Late night Supermarket Shopping in Moscow

Night time congestion on Moscow's famous ring road

by muddywellies on June 28, 2009

in Life

The weekly supermarket food shop is a necessity in any urban environment -  we all do it.  Some, like myself, try to avoid it as often as we’re allowed to by our ‘other half’.  Typically, mine prefers to shop at her own pace, checking labels on items which are new to her without feeling under any obligation to speed on and possibly miss something. While I on the other hand, will happily go food shopping – but at my pace – provided there’s a shopping list! In my defence, I would add that on more occasions than I care to remember, my ‘impulse’ food purchase has resulted in multiple stock items in the cupboard on my return!

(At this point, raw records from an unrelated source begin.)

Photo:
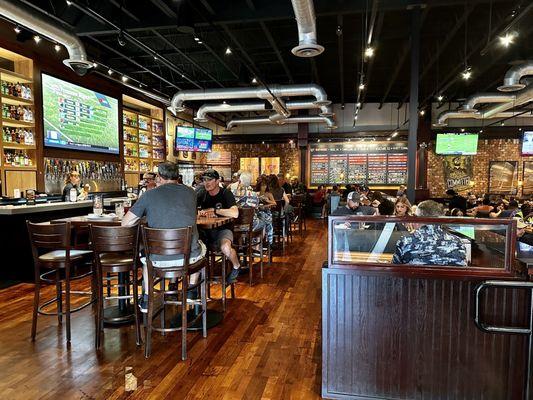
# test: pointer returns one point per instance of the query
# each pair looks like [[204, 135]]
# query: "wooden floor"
[[268, 346]]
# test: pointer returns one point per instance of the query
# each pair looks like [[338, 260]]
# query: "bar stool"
[[245, 238], [116, 251], [54, 262], [173, 242]]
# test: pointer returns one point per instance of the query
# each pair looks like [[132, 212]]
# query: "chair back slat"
[[114, 238], [168, 242]]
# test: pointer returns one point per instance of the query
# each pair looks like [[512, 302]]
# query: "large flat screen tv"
[[77, 118], [193, 139], [457, 144], [527, 143]]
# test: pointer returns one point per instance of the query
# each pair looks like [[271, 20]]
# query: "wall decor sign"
[[458, 172], [503, 177]]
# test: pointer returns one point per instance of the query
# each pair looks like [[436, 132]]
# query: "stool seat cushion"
[[59, 255], [115, 259]]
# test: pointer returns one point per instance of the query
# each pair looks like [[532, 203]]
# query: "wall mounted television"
[[78, 118], [457, 144], [193, 139], [527, 143]]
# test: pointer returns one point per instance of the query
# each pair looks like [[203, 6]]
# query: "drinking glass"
[[98, 205]]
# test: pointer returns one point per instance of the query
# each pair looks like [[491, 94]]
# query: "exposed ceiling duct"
[[471, 102], [511, 81], [294, 120], [446, 115], [275, 92], [45, 26], [304, 12], [203, 111]]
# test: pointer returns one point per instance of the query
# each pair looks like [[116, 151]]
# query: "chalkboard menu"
[[375, 163]]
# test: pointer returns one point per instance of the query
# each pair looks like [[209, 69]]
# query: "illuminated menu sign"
[[372, 163]]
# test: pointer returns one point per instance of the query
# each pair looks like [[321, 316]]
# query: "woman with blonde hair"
[[402, 207]]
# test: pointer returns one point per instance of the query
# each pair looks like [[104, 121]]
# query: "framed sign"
[[503, 177], [527, 178], [250, 164], [270, 165]]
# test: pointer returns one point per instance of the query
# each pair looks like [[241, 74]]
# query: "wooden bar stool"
[[55, 263], [116, 251], [176, 243], [245, 238]]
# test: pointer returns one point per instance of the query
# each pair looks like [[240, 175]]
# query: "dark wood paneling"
[[387, 337]]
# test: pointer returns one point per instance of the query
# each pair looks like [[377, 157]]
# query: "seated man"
[[430, 244], [215, 201], [168, 206]]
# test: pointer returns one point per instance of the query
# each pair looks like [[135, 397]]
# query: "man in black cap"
[[216, 201]]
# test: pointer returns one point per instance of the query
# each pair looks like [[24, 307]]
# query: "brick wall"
[[289, 157], [488, 150]]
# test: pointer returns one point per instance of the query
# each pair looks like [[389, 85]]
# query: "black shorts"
[[214, 237]]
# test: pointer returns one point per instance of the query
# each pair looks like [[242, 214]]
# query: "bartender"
[[72, 181]]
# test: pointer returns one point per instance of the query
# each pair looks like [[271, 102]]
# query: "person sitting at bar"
[[215, 201], [167, 206], [354, 207], [148, 183], [430, 244], [72, 182]]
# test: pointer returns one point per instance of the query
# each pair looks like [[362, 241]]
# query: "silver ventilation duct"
[[49, 28], [203, 111], [294, 120], [511, 81], [279, 91], [446, 115], [304, 12], [470, 103]]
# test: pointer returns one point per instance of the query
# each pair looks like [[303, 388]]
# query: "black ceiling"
[[261, 34]]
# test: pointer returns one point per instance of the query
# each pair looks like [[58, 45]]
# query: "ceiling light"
[[507, 39], [466, 74]]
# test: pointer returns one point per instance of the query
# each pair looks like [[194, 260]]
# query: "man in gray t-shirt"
[[169, 206]]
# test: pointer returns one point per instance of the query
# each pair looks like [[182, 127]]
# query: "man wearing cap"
[[215, 201], [430, 244], [354, 206]]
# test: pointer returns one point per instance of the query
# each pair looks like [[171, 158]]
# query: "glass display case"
[[472, 244]]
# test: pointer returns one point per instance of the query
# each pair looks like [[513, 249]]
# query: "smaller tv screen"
[[527, 143], [457, 144], [193, 139]]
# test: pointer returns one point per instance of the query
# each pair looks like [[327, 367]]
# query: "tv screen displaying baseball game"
[[78, 118]]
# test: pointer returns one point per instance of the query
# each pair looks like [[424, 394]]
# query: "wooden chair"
[[245, 238], [54, 262], [116, 251], [176, 243]]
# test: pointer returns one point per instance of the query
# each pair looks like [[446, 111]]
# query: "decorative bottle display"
[[16, 90], [18, 135]]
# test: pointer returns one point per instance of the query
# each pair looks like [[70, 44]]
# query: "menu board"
[[372, 163]]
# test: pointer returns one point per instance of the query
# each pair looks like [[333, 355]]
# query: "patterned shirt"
[[430, 245]]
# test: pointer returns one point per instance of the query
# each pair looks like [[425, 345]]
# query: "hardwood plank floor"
[[268, 346]]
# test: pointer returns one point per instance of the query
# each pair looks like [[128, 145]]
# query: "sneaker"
[[143, 303], [232, 276]]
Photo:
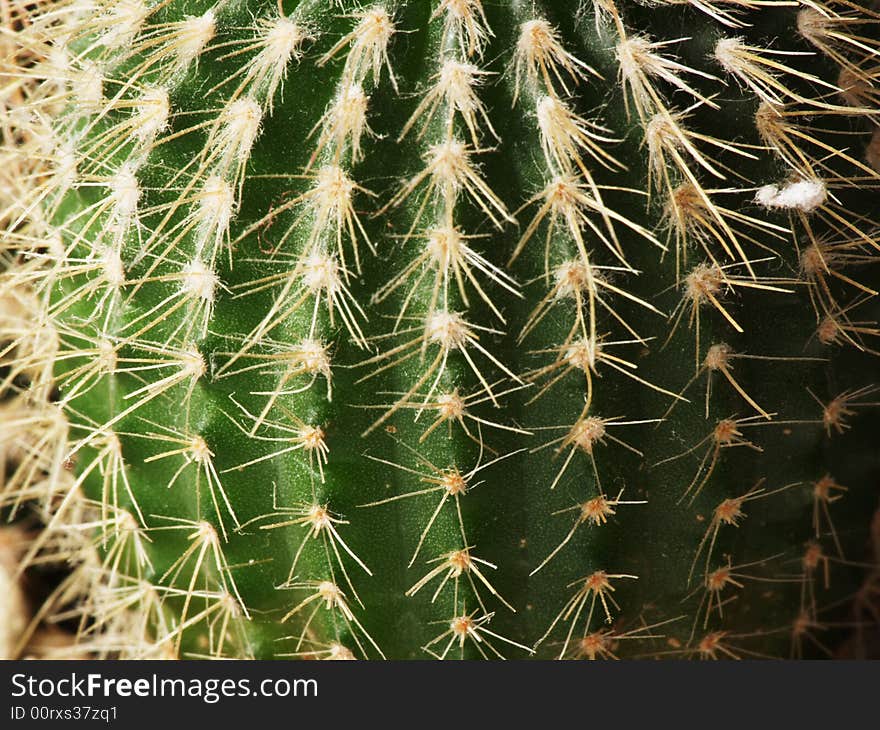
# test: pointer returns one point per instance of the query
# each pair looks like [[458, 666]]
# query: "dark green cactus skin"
[[508, 517]]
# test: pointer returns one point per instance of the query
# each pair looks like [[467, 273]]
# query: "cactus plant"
[[447, 327]]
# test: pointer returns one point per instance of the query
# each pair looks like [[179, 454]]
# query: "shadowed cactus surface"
[[448, 327]]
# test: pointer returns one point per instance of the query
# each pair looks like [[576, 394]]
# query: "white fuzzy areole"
[[802, 195]]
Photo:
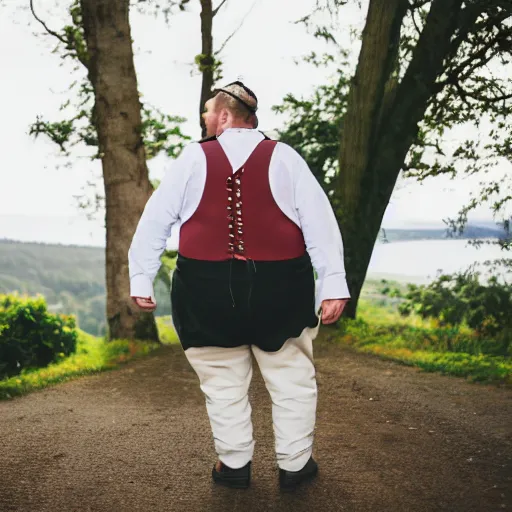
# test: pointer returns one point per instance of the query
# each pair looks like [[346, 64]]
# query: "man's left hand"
[[332, 310]]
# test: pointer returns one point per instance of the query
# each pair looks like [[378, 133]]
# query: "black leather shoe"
[[291, 479], [234, 478]]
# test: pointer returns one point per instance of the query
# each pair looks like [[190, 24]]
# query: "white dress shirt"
[[294, 188]]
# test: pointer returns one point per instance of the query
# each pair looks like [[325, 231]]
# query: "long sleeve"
[[162, 211], [321, 232]]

Our local supermarket is located 10 miles away and the weekly food shop can typically take around 2½ hours in total on a Saturday before lunch, and I reckon our example is fairly typical across the UK and Europe.

But even our worst supermarket nightmare pales to nothing when compared to the late night food shopping experience of Kostya and Irenie in Moscow.

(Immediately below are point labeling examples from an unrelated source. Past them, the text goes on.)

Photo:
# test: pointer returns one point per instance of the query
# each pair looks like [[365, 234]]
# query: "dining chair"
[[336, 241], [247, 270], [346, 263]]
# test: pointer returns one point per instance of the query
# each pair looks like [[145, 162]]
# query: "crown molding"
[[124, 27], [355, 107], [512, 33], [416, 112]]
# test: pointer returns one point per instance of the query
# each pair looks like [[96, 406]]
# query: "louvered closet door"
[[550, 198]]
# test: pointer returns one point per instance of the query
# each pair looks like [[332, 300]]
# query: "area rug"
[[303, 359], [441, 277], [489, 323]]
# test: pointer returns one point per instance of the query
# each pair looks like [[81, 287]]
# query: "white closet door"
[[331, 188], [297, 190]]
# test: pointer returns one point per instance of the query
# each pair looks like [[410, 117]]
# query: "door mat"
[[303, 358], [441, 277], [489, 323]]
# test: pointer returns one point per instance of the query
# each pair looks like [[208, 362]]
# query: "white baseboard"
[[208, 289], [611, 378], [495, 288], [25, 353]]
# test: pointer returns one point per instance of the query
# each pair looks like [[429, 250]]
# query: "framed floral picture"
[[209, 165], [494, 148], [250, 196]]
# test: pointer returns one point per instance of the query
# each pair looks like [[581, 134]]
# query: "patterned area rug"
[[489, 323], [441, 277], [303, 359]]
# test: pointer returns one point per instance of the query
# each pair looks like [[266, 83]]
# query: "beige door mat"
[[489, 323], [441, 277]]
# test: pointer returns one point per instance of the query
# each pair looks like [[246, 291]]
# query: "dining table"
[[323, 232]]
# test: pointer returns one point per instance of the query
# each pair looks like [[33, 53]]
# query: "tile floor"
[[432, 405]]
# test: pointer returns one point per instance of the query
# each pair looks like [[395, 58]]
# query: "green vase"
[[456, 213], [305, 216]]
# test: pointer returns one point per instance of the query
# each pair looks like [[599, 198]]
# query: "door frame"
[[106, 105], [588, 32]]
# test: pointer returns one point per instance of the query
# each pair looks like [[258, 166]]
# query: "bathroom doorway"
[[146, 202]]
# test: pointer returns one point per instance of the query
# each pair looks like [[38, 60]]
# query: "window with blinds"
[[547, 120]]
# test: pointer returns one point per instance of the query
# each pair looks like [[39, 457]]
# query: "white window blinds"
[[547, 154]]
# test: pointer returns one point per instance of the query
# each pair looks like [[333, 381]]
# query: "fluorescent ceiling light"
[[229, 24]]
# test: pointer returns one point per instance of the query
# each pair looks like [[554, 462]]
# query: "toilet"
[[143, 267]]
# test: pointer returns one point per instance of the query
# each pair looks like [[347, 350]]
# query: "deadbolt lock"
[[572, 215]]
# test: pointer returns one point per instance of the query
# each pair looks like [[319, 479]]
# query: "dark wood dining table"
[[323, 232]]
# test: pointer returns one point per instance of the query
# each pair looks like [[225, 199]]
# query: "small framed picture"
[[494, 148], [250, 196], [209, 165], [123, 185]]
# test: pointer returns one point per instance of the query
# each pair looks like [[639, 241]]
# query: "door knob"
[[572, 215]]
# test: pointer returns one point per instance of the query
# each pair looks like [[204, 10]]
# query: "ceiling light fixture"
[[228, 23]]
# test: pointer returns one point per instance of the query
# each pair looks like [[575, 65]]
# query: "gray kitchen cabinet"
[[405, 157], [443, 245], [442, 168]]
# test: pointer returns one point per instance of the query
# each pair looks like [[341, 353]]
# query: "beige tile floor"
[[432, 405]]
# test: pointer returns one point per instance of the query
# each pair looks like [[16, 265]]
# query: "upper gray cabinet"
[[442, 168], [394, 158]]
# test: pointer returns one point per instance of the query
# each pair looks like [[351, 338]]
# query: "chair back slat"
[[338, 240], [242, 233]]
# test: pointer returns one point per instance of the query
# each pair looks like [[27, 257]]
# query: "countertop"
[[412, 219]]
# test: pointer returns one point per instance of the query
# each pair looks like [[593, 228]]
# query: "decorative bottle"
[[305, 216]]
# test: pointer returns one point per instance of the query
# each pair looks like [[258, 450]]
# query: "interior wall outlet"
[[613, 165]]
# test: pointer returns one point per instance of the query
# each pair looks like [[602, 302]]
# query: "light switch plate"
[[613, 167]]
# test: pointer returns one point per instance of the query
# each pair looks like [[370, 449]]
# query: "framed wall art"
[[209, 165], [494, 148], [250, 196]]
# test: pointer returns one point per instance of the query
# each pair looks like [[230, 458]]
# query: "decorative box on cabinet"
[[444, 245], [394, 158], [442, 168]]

The couple live in what’s known as the North East District of the city with their two boys, some 30 kms from the centre and about 9kms from the Moscow orbital ring road or MKAD which they must cross to reach the biggest and most popular supermarket offering everything under one roof at the best prices.

The MKAD has got to be seen and experienced. It’s vast! Even with a diameter of 102 kilometres it’s not even on the perimeter of the city like London’s M25. The MKAD was built with 6 traffic lanes in each direction and was originally considered to be more than enough for the city’s needs. But that was before the authorities discovered the city gains half a million additional vehicles each and every year. The extra vehicles have to go somewhere. And when you see 8 lanes of traffic squeezed in to those six lanes you know the answer. Inevitably clashes are a foregone conclusion, one that’s exacerbated by the Russian requirement that all drivers and their vehicles involved in an accident must remain in position until a police officer ‘writes up’ the accident. Quite how a police vehicle reaches any accident scene through 8 lanes of congested traffic on a six-lane highway remains a mystery……

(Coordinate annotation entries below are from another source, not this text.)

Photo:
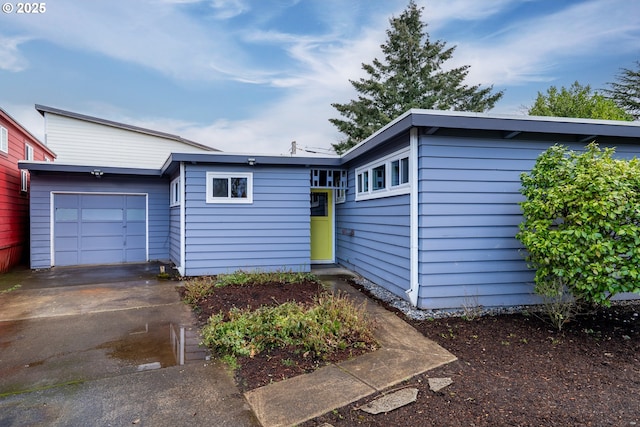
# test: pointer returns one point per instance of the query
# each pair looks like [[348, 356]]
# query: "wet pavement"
[[83, 346]]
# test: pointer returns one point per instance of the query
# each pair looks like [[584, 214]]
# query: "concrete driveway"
[[90, 346]]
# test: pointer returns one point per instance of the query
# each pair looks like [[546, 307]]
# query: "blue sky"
[[254, 75]]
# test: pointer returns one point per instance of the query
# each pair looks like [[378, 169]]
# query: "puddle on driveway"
[[148, 345]]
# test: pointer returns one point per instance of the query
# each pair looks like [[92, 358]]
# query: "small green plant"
[[197, 289], [11, 289], [332, 322], [288, 362], [256, 278]]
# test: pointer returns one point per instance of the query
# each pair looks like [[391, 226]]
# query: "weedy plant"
[[256, 278], [332, 323], [197, 288]]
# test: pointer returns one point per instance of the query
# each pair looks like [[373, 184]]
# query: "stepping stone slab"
[[437, 384], [391, 401]]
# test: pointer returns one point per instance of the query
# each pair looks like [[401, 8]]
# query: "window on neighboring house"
[[223, 187], [385, 177], [4, 140], [175, 192], [24, 180]]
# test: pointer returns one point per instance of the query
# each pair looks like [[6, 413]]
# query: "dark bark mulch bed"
[[512, 370], [279, 364], [517, 370]]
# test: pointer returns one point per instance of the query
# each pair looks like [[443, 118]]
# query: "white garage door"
[[99, 228]]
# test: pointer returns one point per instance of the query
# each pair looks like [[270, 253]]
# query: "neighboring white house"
[[78, 139]]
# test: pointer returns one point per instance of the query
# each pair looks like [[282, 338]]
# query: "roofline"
[[69, 168], [486, 121], [249, 159], [42, 109], [31, 136]]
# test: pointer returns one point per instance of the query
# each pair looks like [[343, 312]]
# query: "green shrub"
[[581, 227], [242, 277]]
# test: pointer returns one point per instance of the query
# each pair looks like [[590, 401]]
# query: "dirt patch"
[[512, 370], [515, 370], [278, 364]]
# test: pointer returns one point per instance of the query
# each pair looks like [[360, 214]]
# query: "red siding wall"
[[14, 203]]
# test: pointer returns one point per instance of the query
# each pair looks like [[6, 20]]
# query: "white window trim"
[[4, 140], [24, 180], [174, 193], [389, 190], [229, 200], [28, 152]]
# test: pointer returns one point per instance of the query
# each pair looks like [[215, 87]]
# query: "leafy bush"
[[333, 322], [581, 224], [197, 288]]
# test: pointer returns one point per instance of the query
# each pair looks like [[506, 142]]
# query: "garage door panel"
[[102, 229], [66, 229], [102, 256], [99, 228], [101, 201], [67, 200], [102, 243], [67, 243]]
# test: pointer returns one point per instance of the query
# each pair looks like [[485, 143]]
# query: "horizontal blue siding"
[[468, 219], [156, 188], [373, 235], [272, 233], [174, 235]]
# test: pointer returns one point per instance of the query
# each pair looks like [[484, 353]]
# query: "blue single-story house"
[[427, 207]]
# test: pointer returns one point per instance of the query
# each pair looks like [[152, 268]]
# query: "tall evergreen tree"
[[577, 101], [410, 76], [625, 91]]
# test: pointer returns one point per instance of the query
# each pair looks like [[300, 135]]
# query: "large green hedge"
[[581, 225]]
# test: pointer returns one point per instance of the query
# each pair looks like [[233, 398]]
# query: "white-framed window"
[[24, 180], [229, 187], [388, 176], [28, 152], [4, 140], [174, 192]]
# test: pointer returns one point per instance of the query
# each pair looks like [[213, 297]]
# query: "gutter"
[[414, 289]]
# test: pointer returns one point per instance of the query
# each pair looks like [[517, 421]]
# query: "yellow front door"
[[321, 225]]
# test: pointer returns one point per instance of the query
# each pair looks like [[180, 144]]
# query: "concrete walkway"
[[404, 353]]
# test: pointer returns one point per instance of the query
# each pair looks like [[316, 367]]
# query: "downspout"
[[414, 289], [183, 216]]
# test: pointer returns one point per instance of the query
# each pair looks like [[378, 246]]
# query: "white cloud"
[[226, 9], [10, 57], [534, 50]]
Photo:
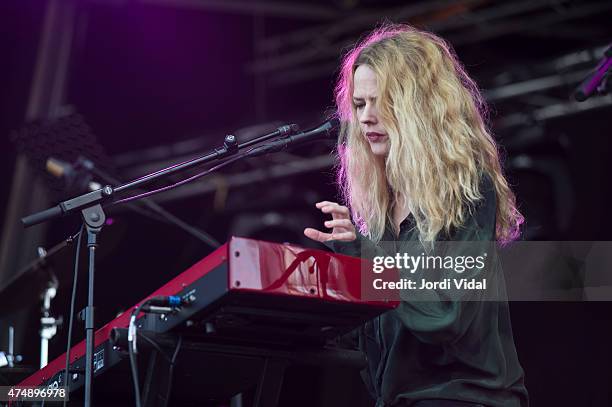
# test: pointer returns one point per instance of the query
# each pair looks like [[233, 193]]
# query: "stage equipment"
[[90, 204], [248, 309], [597, 81]]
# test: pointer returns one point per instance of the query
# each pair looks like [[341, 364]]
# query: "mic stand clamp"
[[94, 218]]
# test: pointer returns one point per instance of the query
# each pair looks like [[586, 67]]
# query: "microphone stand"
[[91, 207]]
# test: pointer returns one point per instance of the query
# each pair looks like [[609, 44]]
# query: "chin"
[[380, 149]]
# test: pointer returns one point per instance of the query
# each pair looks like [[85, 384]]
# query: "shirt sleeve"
[[443, 315]]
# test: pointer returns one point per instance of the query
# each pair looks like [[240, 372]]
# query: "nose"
[[368, 114]]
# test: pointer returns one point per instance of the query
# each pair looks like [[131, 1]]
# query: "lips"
[[375, 137]]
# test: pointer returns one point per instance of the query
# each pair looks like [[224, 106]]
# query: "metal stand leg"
[[268, 390]]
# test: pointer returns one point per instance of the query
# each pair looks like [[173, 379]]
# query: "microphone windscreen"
[[56, 167]]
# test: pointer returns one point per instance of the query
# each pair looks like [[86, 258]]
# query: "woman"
[[417, 163]]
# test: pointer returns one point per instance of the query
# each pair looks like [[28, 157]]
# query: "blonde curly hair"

Anyway, Kostya and Irenie’s local supermarket is called the ‘Metro’. It’s just 15kms from their apartment which makes it about 30 minutes journey time when the traffic flow is much lighter – normally after 11pm. After commuting home they find it’s much easier and quicker to delay going shopping until after 11pm to avoid the horrendous MKAD congestion. Last December (the 28th to be exact) with the New Year festivities approaching, they once again delayed their shopping trip until after 11pm to save time, and after spending an hour of shopping arrived with their loaded trolley at one of the 45 cash tills at half-past midnight. Everything was going smoothly.

They then waited in line for an hour without reaching their till. There saw no point in switching to a faster line because there wasn’t one, every till had a similar backlog.

At 2am, they had already waited 1½ hours in line, when they received a call from the boys who were now wondering were they had got to. Had they been in accident on the MKAD? “No” – they were in line queueing for the till!

The couple didn’t abandon the trolley and leave everything behind because they felt they had already invested enough time getting there, filling the trolley up and anyway there was no other place quite as big, or as cheap with everything under one roof as the Metro that was still open and within easy reach. They were stuck with their choice.

By 3am, after 2½ hours waiting in line for the till the hungry boys rang once again and this time were told to go to bed! Mum and Dad would return as soon as they could. Meanwhile, all around the couple shoppers were sprawled across their own trolleys in a vain attempt to snatch some sleep as best they could. Some people even began celebrating the forthcoming holidays with festivities of their own by drinking and sharing their shopping with others around them and simply arriving at the tills with empty half-empty bottles and empty boxes of chocolates.

At just after 4.00 am Kostya and Irenie arrived at their till and by 5.00 am they were back home putting the key in the door. Irenie went straight to bed after unpacking the shopping. Kostya didn’t bother, he had to be up for the 6.30 am commuter train back to the city to go to work! They haven’t returned to the Metro since.